= Twin flame =

New Age concept

A twin flame is a concept in New Age spirituality describing the belief that a single soul can be split into two bodies, resulting in two individuals who share an unusually intense spiritual and emotional bond. Proponents describe twin flames as "mirror souls", whose reunion is understood as a catalyst for personal growth, healing, and spiritual awakening. The concept is discussed primarily within spiritual and self-help contexts and has no documented scientific basis.

Though the idea draws on ancient philosophical traditions, the specific term was introduced in Victorian literature and popularized in the late 20th century through New Age religious movements. The twin flame concept is distinct from the related notion of a soulmate.

==History==
In his 4th-century BC text Symposium, the Greek philosopher Plato introduces an origin myth for the sexes, in which the first human beings were double in form, with two faces, four arms, and four legs. After angering the gods, they were split in two, leaving each person searching for their missing half. Some writers have made a connection between this myth and the concept of twin flames.

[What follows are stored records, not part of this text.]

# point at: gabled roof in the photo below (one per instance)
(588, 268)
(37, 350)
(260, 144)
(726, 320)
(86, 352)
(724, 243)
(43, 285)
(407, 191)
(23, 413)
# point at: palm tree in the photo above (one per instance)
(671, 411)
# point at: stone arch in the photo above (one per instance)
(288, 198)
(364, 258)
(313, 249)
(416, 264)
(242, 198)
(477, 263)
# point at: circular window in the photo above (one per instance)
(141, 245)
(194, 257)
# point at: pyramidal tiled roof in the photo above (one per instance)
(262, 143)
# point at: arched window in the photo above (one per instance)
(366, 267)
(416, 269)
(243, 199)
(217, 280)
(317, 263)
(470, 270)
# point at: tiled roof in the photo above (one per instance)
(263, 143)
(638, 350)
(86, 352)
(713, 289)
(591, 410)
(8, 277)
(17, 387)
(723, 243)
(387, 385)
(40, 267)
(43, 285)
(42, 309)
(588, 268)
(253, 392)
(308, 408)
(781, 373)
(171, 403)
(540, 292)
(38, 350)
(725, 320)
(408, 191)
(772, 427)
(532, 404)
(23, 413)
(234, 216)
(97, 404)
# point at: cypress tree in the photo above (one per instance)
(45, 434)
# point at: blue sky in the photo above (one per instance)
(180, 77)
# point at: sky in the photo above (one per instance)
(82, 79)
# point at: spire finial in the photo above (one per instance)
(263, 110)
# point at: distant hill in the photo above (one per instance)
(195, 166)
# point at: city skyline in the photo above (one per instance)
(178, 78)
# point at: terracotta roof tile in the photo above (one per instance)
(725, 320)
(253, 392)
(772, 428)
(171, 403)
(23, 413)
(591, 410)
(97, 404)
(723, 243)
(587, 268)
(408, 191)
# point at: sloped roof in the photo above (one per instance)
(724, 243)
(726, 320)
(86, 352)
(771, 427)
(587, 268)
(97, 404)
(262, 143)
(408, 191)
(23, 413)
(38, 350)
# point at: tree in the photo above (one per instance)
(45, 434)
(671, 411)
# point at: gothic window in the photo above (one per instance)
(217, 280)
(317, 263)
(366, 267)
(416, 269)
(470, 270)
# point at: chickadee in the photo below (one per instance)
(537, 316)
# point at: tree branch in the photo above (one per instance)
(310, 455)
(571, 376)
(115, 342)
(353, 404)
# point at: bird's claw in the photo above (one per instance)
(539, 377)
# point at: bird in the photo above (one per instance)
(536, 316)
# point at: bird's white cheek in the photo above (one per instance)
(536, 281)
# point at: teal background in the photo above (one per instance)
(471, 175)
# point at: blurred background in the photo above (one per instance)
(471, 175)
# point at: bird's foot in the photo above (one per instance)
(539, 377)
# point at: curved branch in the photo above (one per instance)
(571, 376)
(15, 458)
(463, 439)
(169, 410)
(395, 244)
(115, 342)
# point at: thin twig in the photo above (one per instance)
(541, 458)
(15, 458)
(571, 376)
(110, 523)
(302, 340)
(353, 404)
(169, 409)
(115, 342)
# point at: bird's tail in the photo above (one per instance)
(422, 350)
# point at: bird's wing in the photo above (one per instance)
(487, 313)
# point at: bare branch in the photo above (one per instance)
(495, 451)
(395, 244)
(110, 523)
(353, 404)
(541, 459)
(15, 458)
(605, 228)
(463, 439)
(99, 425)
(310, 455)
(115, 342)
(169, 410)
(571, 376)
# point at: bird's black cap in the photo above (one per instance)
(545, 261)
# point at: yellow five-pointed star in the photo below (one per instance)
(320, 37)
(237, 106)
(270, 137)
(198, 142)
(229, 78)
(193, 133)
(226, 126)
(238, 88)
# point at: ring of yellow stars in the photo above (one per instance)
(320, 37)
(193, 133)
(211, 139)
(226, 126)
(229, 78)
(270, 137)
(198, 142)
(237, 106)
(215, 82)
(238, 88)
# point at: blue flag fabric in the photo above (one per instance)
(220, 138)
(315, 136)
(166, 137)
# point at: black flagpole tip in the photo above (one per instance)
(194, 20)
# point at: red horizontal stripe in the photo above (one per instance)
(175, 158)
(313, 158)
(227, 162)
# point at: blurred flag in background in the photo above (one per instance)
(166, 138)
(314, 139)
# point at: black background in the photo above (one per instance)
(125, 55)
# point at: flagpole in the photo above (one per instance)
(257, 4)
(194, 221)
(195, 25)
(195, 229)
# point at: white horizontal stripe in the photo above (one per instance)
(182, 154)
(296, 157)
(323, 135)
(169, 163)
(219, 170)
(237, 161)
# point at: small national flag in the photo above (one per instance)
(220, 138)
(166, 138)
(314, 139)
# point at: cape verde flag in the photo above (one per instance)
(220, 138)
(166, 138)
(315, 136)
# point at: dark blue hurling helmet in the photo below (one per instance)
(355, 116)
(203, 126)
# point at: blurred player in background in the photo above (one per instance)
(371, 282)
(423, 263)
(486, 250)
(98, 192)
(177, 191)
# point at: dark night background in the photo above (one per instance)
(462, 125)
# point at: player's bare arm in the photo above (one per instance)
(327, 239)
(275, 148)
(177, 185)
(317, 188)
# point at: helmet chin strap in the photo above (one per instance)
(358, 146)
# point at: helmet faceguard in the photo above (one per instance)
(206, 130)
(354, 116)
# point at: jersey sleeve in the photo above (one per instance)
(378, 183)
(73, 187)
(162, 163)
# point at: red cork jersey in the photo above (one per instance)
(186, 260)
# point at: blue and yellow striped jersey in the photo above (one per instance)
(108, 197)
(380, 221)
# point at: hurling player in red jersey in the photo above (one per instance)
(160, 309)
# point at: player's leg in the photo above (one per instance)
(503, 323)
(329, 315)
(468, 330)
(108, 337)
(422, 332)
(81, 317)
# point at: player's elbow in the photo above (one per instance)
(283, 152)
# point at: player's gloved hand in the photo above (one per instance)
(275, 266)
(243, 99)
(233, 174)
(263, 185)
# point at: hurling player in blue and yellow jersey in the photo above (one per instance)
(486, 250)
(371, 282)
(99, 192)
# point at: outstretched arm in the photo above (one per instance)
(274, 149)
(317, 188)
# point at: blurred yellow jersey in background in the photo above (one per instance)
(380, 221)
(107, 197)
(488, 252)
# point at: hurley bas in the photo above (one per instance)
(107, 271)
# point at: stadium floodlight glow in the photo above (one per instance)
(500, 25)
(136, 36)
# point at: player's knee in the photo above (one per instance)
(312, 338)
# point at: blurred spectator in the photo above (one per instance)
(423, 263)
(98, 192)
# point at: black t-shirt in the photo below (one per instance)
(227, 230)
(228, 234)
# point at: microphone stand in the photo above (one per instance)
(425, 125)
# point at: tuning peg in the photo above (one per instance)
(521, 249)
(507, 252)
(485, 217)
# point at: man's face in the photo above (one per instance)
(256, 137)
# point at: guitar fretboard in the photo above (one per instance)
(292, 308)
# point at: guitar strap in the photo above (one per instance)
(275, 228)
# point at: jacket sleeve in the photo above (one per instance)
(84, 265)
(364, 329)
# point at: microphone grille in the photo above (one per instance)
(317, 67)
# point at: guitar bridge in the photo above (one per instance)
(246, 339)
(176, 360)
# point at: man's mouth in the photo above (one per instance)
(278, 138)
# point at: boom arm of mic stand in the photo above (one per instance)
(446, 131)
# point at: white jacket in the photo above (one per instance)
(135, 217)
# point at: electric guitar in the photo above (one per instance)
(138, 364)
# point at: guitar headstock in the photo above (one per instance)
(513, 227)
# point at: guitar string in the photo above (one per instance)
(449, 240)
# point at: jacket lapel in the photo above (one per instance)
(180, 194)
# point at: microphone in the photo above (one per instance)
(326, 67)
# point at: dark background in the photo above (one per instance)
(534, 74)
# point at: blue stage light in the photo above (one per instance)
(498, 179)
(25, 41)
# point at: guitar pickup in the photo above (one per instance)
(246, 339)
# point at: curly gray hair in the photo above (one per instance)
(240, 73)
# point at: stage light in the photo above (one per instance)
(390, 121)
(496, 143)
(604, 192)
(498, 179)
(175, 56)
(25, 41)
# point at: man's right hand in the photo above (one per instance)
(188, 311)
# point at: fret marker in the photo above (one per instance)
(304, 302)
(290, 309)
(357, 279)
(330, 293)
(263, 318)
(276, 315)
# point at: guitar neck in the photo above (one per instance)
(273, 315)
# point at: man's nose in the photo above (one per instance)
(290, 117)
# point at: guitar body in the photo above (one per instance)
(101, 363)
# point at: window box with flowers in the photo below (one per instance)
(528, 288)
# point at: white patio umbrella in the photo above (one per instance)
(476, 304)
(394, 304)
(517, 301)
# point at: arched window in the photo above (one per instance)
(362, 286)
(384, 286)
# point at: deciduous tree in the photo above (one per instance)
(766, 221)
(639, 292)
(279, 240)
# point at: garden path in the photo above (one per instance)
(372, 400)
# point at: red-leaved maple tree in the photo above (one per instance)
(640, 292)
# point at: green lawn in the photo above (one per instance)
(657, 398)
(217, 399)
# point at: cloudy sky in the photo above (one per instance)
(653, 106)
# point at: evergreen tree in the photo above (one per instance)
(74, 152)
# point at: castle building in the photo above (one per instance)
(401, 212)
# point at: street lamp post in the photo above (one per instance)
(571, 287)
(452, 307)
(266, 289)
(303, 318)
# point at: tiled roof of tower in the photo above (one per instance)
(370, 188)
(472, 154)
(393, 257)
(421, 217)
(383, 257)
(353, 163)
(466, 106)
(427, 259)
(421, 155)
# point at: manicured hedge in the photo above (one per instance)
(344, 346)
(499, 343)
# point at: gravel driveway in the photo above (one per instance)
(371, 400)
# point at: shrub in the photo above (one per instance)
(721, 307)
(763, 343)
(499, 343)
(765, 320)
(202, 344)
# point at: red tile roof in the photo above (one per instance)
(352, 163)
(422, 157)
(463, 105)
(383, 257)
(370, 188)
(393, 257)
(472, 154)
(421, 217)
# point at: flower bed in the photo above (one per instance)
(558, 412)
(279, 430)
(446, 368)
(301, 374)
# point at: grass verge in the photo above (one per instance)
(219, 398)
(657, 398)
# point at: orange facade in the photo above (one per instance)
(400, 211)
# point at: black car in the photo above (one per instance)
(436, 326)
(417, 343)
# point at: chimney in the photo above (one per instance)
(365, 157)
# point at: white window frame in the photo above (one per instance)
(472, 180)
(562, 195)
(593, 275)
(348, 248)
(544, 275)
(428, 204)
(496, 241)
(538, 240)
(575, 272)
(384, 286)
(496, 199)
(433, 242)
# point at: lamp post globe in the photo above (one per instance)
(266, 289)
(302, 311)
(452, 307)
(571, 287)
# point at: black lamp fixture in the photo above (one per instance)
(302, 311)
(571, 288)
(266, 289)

The English novelist Marie Corelli is credited with coining the term "twin flame" (used interchangeably with "twin soul") in her 1886 novel A Romance of Two Worlds. The Twin Soul, an 1887 novel attributed to Corelli's adoptive father, Charles Mackay, but likely co-written by Corelli, centers around the concept.

The American spiritual leader and author Elizabeth Clare Prophet popularized the term in the 1970s.

==Concept and beliefs==
===Definition===
In twin flame belief, two people are thought to share an intense spiritual or emotional bond, often described by adherents as a deep connection between their souls. Proponents often describe twin flames as "mirror souls" or as "two halves of the same soul" incarnated separately and destined to reunite.

Believers typically associate twin-flame relationships with strong recognition, emotional intensity, personal transformation, and spiritual growth. Popular accounts often distinguish the concept from ordinary romantic relationships or soulmate relationships by emphasizing the connection's perceived intensity and transformative purpose.

===Stages or phases===
Descriptions of twin-flame relationships in mainstream sources often outline a series of phases. There is an initial period of intense attraction or recognition, followed by a shift into emotional turbulence or conflict that adherents interpret as an opportunity for individual healing or self-development. Others believe that once you heal the inner conflict, twin flames come together.